Un mañana salió a trabajar el papá de Mafalda, y se despidió de ella, mientras ella contemplaba su mundo, enfermo. “Adiós, Mafalda, que se mejore el mundo”, le dijo; “gracias” respondió ella. Y salió divertido rumbo al trabajo, diciéndose: “El mundo enfermo, esta Mafalda tiene cada ocurrencia, jajaja.” Pero cuando se topó con un niño harapiento que vendía periódicos, contuvo su risa, y llegó pesaroso al trabajo, firmemente convencido: “El  mundo está enfermo”. En este país las enfermedades y la violencia empobrecen y matan. Pero lo que de verdad nos asesina es la falta de compasión. Quizá es la peor de nuestras enfermedades. Pareciera que nadie en el entorno del criminal siente compasión de las víctimas de éste, al punto que pueda pedirle, exigirle, que deje de robar, de mentir, de matar. Por eso siguen en nuestras calles lo que vivimos y respiramos diariamente: violencia, mentira, corrupción, la ley del más fuerte y la del rásquense con sus propias uñas. Nos hemos olvidado que somos los hijos de Dios y nos tratamos como rivales; nos hemos olvidado de Dios, que es Amor y nuestro Padre, y sólo pensamos en el poder y en cómo arrebatárnoslo y en cómo usarlo para ponernos por encima de los demás. La exclusión, la marginación es otro síntoma de que el mundo está enfermo. Lo mismo que el leproso, hombres y mujeres siguen siendo juzgados, excluidos, proscritos de la sociedad; a veces también en la Iglesia, y aquí es donde duele más la enfermedad. Bendito Dios que nos ha dado hombres como el Papa Juan XXIII y el Papa Francisco, que hicieron a un lado el lenguaje de las condenas y las exclusiones, para valerse sólo del lenguaje de la misericordia.

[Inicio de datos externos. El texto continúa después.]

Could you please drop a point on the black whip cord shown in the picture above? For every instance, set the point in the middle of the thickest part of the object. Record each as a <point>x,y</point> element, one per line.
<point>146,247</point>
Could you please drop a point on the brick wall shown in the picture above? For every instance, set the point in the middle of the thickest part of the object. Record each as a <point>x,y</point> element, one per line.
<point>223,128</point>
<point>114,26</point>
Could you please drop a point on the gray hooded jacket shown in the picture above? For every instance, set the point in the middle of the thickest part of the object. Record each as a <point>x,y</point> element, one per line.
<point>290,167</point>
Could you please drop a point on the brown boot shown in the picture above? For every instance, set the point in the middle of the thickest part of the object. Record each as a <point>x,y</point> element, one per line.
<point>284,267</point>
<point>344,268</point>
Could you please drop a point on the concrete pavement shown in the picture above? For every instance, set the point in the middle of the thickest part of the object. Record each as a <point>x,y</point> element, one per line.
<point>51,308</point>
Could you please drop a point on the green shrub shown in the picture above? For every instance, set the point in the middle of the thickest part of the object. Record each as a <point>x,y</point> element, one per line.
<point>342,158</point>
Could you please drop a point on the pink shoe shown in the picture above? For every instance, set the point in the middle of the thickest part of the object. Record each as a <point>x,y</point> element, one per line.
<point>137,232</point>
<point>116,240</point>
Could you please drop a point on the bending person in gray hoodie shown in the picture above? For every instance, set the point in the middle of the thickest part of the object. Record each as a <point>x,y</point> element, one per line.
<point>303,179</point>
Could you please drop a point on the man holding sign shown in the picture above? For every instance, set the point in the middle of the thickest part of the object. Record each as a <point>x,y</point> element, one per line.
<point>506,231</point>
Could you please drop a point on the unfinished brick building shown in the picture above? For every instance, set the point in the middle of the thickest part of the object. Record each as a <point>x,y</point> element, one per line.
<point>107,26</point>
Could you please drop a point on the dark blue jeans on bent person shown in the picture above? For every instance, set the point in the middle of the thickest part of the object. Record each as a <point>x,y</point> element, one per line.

A los médicos solemos verlos como técnicos, como peritos, poco pensamos en ellos como humanos. “Como cirujanos”, escribe el Doctor Marshal, “nuestro mayor logro es que nuestros pacientes se recuperen por completo y se olviden para siempre de nosotros […] El cirujano, entretanto, ha conocido el cielo tras haberse asomado a las puertas del infierno”.


Como a buen médico, esto mismo pasa también a Jesús. El leproso no pensó en Jesús y pronto se olvidó de Él; no reparó en que Jesús estaba proscrito, porque se había contaminado de su lepra. Jesús no siente miedo ni asco de nosotros; no nos trata con poder ni nos busca desde arriba. Nos busca a ras de suelo, a tientas y con cariño, con compasión y misericordia. Cuando buscamos el poder curador, solemos buscar a Dios cuando nos falta y lo olvidamos cuando ya no es necesario. Si en lugar de buscar la mano poderosa buscáramos la mano tierna de Jesús, su mirada compasiva, su corazón siempre urgido a la misericordia, no dejaríamos de confiar en Él, en su amor, una y otra vez, con o sin milagros, en la salud y en la enfermedad, en lo próspero y en lo adverso. Nos sentiríamos siempre amados, siempre en sus manos, en el risa y en la fiesta, en el dolor y en la enfermedad, aun en el sepulcro. Si siempre buscáramos el amor, si siempre nos experimentáramos amados, daríamos cauce al amor con que somos amados, daríamos testimonio de la Eternidad enamorada de sus obras en el tiempo, del Dios apasionado de amor por sus hijos en la historia.